Calcetines y sandalias. Se le acaba el tiempo. Se encuentra a dos rodajas de
dejar de tener la excusa perfecta.
Respira profundo y fija la vista en su mano y en
su futuro. Un empleo de funcionaria está muy bien, pero ella en una oficina no
respira. La vibración de la nevera ha sido sustituida en su cabeza por el
sonido de una fotocopiadora láser impresora, por el golpe seco contra la mesa
de una grapadora último modelo. Ya no sabe distinguir el ruido ajeno de los
latidos de su corazón. Ensordecedores, le dan fuerzas para agarrar el cuchillo
y, ahora sí, enfila con convicción la palma de la mano. Siente un dolor agudo in
crescendo. La piel abierta. El asombro de lo absurdo. Una sensación nueva,
cálida y viscosa, comienza a ser real al mismo tiempo que el sonido del móvil
la saca brutalmente del trance. El tomate yace entero hecho rodajas sobre el
plato, el cuchillo rodó hasta el suelo.
En la pantalla del teléfono aparece Juan, en
videollamada, con Clara en brazos, todavía en la cama. Quiere creer que Clara
le sonríe y se le ablanda una mueca de madre que no era consciente de que sabía
poner, hasta ahora mismo. Le desean suerte para un examen que no quiere hacer,
para un trabajo que no quiere tener, pero que es mejor que nada. Ahora que, desde
hace un par de años, ya no es ella sola, ahora que hay dos personas más que
conforman su mundo y que dependen parcialmente de ella, y viceversa, ha dejado
de ser dueña absoluta de sus decisiones.
Su mano chorrea sangre y alguien se acerca a
decirle que el corte es un poco feo, que quizás debería acercarse al hospital a
que le echen un vistazo. Pero responde que no tiene importancia y se relía una
servilleta del buffet del desayuno en su mano izquierda.

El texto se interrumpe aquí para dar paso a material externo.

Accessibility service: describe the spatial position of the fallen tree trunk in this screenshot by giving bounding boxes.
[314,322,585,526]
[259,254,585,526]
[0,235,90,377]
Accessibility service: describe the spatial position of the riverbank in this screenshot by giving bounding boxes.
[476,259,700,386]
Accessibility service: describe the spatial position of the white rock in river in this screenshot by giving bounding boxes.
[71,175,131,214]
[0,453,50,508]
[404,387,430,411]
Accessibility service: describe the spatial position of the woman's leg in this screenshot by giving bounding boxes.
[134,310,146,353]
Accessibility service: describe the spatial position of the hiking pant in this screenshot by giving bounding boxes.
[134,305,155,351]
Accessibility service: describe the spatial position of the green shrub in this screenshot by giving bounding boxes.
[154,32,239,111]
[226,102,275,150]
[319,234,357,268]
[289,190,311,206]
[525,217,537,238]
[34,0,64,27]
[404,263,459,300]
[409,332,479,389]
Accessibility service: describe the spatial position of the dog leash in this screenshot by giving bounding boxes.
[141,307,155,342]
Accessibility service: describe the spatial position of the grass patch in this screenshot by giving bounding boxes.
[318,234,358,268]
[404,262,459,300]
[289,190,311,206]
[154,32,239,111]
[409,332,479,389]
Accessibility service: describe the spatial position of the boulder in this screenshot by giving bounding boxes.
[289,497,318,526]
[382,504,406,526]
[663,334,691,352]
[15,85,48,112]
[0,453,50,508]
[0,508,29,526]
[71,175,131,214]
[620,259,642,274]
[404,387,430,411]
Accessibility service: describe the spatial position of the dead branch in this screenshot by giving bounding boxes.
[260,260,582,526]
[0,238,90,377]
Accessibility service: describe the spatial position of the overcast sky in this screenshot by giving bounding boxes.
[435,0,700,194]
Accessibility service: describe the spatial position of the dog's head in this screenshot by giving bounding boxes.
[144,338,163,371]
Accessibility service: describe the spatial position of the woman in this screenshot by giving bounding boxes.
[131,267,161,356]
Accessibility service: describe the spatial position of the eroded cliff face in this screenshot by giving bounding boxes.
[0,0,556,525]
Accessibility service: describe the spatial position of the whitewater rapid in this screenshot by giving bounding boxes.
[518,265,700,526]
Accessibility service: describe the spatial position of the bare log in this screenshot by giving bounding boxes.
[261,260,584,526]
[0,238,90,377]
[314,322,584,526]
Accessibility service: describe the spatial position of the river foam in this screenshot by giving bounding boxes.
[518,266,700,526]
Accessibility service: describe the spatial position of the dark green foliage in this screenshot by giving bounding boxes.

A la salida del hotel, la boca del metro. Y a la
salida del metro, diez paradas después, la cita que ha estado intentando eludir
durante todo el desayuno. Su mano ha dejado de sangrar y se detiene en la
farmacia universitaria, a las puertas del campus. Unos cuantos puntos de
esparadrapo, una venda estéril y nadie capaz de confirmar que este plan
autolesivo y desesperado, urdido bajo el trance inducido por la vibración de
una nevera, hubiera podido funcionar en ningún momento.